THE EDITED PRESS RELEASE: “Tindersticks’ 14th album Soft Tissue showcases their exploratory spirit, mixing intimate songwriting with experimental soundscapes. The album evolves from their previous work, balancing introspective lyrics with innovative musical textures.
The bandmembers, including singer Stuart Staples, emphasize the collaborative nature of the creation process, fostering a dynamic dialogue that shapes their music. Key tracks like New World and Always A Stranger highlight this blend of personal reflection and sonic exploration, underscoring the band’s enduring ambition and versatility.
Stuart says this about the album: “ ‘Baby I was falling, but the shit that I was falling through / Thought it was just the world rising.’ These are the opening lines of New World and the album, it seems all the songs on Soft Tissue inhabit this confusion somehow — despairing at the destruction, suspecting you are responsible…
“Musically, it seemed that since 2016’s The Waiting Room, the band’s output had been reactionary. The last two Tindersticks have been so opposed to each other — 2019’s No Treasure But Hope was an extremely naturalistic recording process — due in part as a reaction to the previous few years of experimental projects and in turn as a reaction to this purity 2021’s Distractions became one of the band’s most dense, experimental albums. It felt like time to stop lurching to these extremes and to find a way to marry the rigour of the songwriting and the joy of the band playing together with a more hard-nosed experimental approach.”

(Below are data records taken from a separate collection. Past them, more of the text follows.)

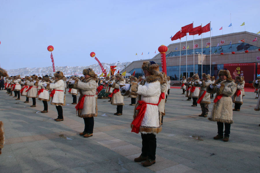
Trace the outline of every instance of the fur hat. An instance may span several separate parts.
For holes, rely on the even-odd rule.
[[[62,79],[63,78],[63,73],[60,71],[57,71],[53,75],[54,76],[58,78],[58,79]]]
[[[202,74],[202,77],[205,77],[207,79],[210,79],[210,76],[209,74],[206,74],[205,73]]]
[[[145,61],[143,63],[142,69],[144,71],[147,70],[151,75],[159,75],[160,74],[158,65],[157,64],[151,65],[151,63],[148,61]]]
[[[218,72],[218,76],[219,77],[220,77],[221,76],[225,76],[227,78],[231,79],[232,78],[231,76],[231,75],[230,74],[230,72],[229,72],[228,70],[220,70],[219,72]]]
[[[200,78],[199,77],[198,75],[198,73],[195,73],[192,75],[192,78],[197,78],[197,79],[200,79]]]
[[[240,81],[241,82],[242,82],[242,81],[244,81],[244,76],[236,76],[236,80],[237,80],[237,79],[239,79],[240,80]]]

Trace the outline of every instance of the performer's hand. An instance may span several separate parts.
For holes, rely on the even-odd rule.
[[[130,90],[130,84],[125,84],[125,86],[122,86],[121,88],[126,91],[128,91]]]
[[[220,88],[220,86],[221,86],[221,85],[219,84],[218,84],[216,85],[216,87],[218,88]]]
[[[70,83],[70,84],[73,85],[75,83],[75,80],[70,80],[69,82],[69,83]]]

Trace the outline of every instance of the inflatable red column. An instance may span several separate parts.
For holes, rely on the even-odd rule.
[[[164,72],[167,75],[166,70],[166,57],[165,52],[168,50],[168,48],[166,46],[161,45],[158,48],[158,51],[161,53],[161,71]]]

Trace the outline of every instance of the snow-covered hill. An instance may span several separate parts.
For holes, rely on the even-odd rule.
[[[105,69],[107,69],[107,72],[109,72],[110,65],[116,65],[116,69],[119,69],[119,70],[125,69],[125,65],[127,66],[130,62],[125,63],[101,63]],[[93,64],[89,66],[76,66],[71,67],[70,66],[64,66],[63,67],[55,66],[56,71],[60,71],[63,72],[63,74],[66,76],[70,76],[77,74],[79,76],[82,75],[82,72],[83,69],[91,68],[93,69],[95,72],[98,75],[100,75],[102,73],[101,68],[98,64]],[[53,72],[52,66],[50,66],[46,67],[40,67],[38,68],[23,68],[16,69],[12,69],[7,70],[8,74],[10,76],[16,75],[20,74],[22,77],[25,76],[30,76],[35,74],[38,76],[42,76],[46,74],[52,75]],[[115,72],[117,72],[116,70]]]

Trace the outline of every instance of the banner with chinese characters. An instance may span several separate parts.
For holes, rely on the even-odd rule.
[[[246,83],[254,80],[255,76],[255,63],[224,64],[224,68],[229,71],[232,78],[235,79],[236,76],[243,76]]]

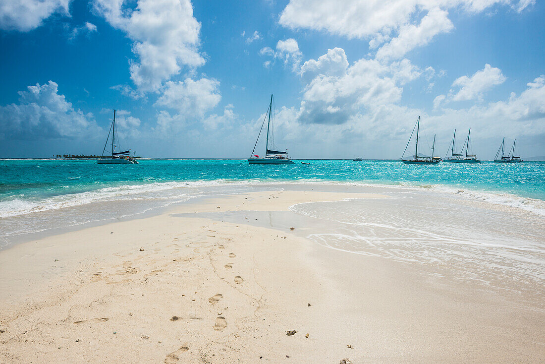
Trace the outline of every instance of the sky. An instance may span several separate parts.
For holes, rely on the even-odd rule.
[[[533,0],[0,0],[0,157],[545,156]],[[266,124],[265,124],[266,126]],[[263,133],[262,133],[263,135]],[[264,152],[264,138],[256,152]]]

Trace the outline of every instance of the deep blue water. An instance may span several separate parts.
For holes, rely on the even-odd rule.
[[[141,160],[98,165],[86,160],[0,160],[0,216],[45,199],[82,193],[166,188],[167,182],[320,181],[444,186],[545,200],[545,162],[405,165],[398,160],[308,160],[249,165],[246,160]],[[86,200],[82,200],[81,203]]]

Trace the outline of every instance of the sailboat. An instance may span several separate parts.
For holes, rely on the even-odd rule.
[[[431,157],[419,157],[418,156],[418,133],[419,129],[420,127],[420,117],[418,117],[418,120],[416,121],[416,125],[414,126],[415,128],[416,128],[416,146],[414,150],[414,159],[404,159],[403,157],[405,156],[405,153],[407,151],[407,147],[409,146],[409,143],[410,142],[411,138],[413,138],[413,133],[414,133],[414,128],[413,128],[413,133],[411,133],[410,136],[409,138],[409,141],[407,142],[407,146],[405,147],[405,151],[403,152],[403,155],[401,156],[401,161],[405,163],[405,164],[426,164],[428,165],[435,165],[439,163],[441,161],[441,158],[433,156],[433,151],[435,148],[435,136],[433,135],[433,146],[432,147],[432,156]]]
[[[106,151],[106,146],[108,145],[108,141],[110,140],[110,132],[112,134],[112,155],[104,156]],[[137,164],[138,161],[134,158],[131,158],[130,150],[124,152],[116,152],[116,110],[113,110],[113,121],[110,128],[110,132],[108,132],[108,138],[106,138],[106,144],[104,145],[104,149],[102,150],[102,156],[100,158],[96,161],[99,164]],[[119,142],[119,138],[118,138]]]
[[[505,138],[504,138],[504,140],[501,141],[501,145],[500,146],[500,148],[498,150],[498,152],[496,153],[496,156],[494,157],[494,162],[502,162],[505,163],[516,163],[518,162],[524,162],[520,157],[516,157],[514,155],[514,145],[517,142],[517,139],[515,139],[513,142],[513,147],[511,148],[511,151],[509,152],[509,154],[505,156],[504,155],[504,145],[505,144]],[[500,156],[500,152],[501,152],[501,156]],[[498,159],[498,157],[500,157],[500,159]]]
[[[465,140],[465,142],[464,143],[464,145],[462,147],[462,150],[464,149],[464,147],[465,147],[465,157],[464,158],[462,158],[463,156],[462,154],[458,154],[454,152],[454,143],[456,138],[456,129],[454,129],[454,136],[452,137],[452,148],[451,150],[450,158],[445,158],[443,159],[443,162],[453,162],[455,163],[480,163],[481,161],[477,159],[477,156],[471,156],[468,154],[468,151],[469,148],[469,135],[471,133],[471,128],[469,128],[469,132],[468,132],[468,138]]]
[[[276,151],[274,150],[276,148],[274,148],[274,147],[273,149],[269,149],[269,135],[272,134],[273,123],[271,122],[271,115],[272,114],[272,95],[271,94],[271,101],[269,104],[269,110],[267,110],[267,113],[265,114],[265,118],[263,119],[263,123],[261,124],[261,129],[259,129],[259,133],[257,135],[257,140],[256,140],[256,144],[253,146],[253,150],[252,151],[252,157],[248,158],[248,163],[250,164],[295,164],[295,163],[294,162],[288,158],[287,150],[285,152]],[[268,116],[269,118],[267,122],[267,142],[265,145],[265,156],[260,157],[258,155],[255,154],[254,153],[256,151],[256,146],[257,145],[257,142],[259,140],[259,136],[261,135],[261,130],[263,129],[263,125]],[[271,139],[272,139],[272,138]],[[272,144],[272,140],[271,141]]]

The album is also blessed with the involvement of Stuart’s artist daughter Sidonie, who as well as creating the pieces in felt for the sleeve also made the ceramic pieces and landscapes for the film for New World. “Sid was making these tiny ceramic characters, I asked her to make some of the band members. Later I wrote this song New World about somehow trying make sense of this strange world I felt developing around me and these little guys came back into my mind. Let’s take them on a stop-motion journey across a strange land, from the barren rocks to the bountiful fruit that is not familiar and maybe poisonous (the Durian fruit smelled pretty bad, they are not allowed on busses in some parts of the world!). Sid put the landscapes together and moved the figures, millimetres at a time. Neil took the photographs, we edited as went along.”